Nyborg Strand

Leipzig, 24. August 2011, 18:50 | von Hiller

Konferenzreisen im Sommer sind abzulehnen. Ebenso sind Konferenz­reisen an langweilige Orte abzulehnen. Eng wird es (ums Herz, und weit der Weg nach Hause), wenn man gegen beide Axiome auf einmal verstößt, so wie vor genau einem Jahr, als man mich nach Spanien geschickt hatte. Und diesmal schwebte ich zwecks eines eingeladenen Vortrags über vorauszusehende Anstrengung und unerwartete Leichtigkeit beim Hörverstehen vermittels zweier baugleicher Bombardier CRJ900 mit den klingenden Namen »Tuttlingen« und »Wittlich«, quasi als weltgeschichtliche Einstimmungsmeditation, faul übers Meer nach Dänemark ein.

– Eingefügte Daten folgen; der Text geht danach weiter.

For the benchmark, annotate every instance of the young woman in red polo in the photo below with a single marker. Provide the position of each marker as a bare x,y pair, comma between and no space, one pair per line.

(Aus Tuttlingen gibt es nur die großen Holz-Oszillatoren der Weltmarke HOHNER zu vermelden, ach nein, das war Trossingen; und Wittlich hat sich meiner Kenntnis nach auch nur durch das wahrlich die falschen Assoziationen weckende Foto des dort zu Tode gekommenen Extrem-Dialektikers Holger Meins verdient gemacht; aber das denke ich bestimmt, weil ich mich mit einer taxonomisch gehaltenen Monografie über Lufthansa-Fluggerät-Namen und deren Querbezüge – Intertextu­alität; wenn Sie wissen was ich meine – zum israelisch-palästinensi­schen Konflikt habilitieren werde.)

Aber Dänemark? Dies fragen sich sicherlich auch die dort Verantwort­lichen, und machen deshalb ihre Grenzen wieder dicht, auf dass nur keiner komme, um allen zu erzählen, wie langweilig es hier ist.

Noch im deutschen Luftraum konsultiere ich meine speckige Ausgabe des Weltweisen Henning Ritter: Irgendwas über Dänemark? Irgendein Aperçu über diese Hamlet-Maschine! Nichts. Genauso wenig halten die beiden Psychopharmakologen und Volkswirtschaftler Kracht–Woodard es für nötig, in ihrem neuen Standardwerk ihren Studenten den Geld- oder Drogenmarkt ausgerechnet Dänemarks zu erklären; wer würde dies auch wollen, und wozu: Der dänische Hotdog zu inflationsbereinigten 14 Euro, den ich bei meinem letzten Stopover, wenigstens im Frühjahr, auf mein Gepäck wartend verzehrte, illustriert beide Hauptthemen des Werkes ausreichend. »Denmark won’t be that hot«, beschwichtigt eine Nonne einen Amerikaner vieldeutig im Flug­hafenbus.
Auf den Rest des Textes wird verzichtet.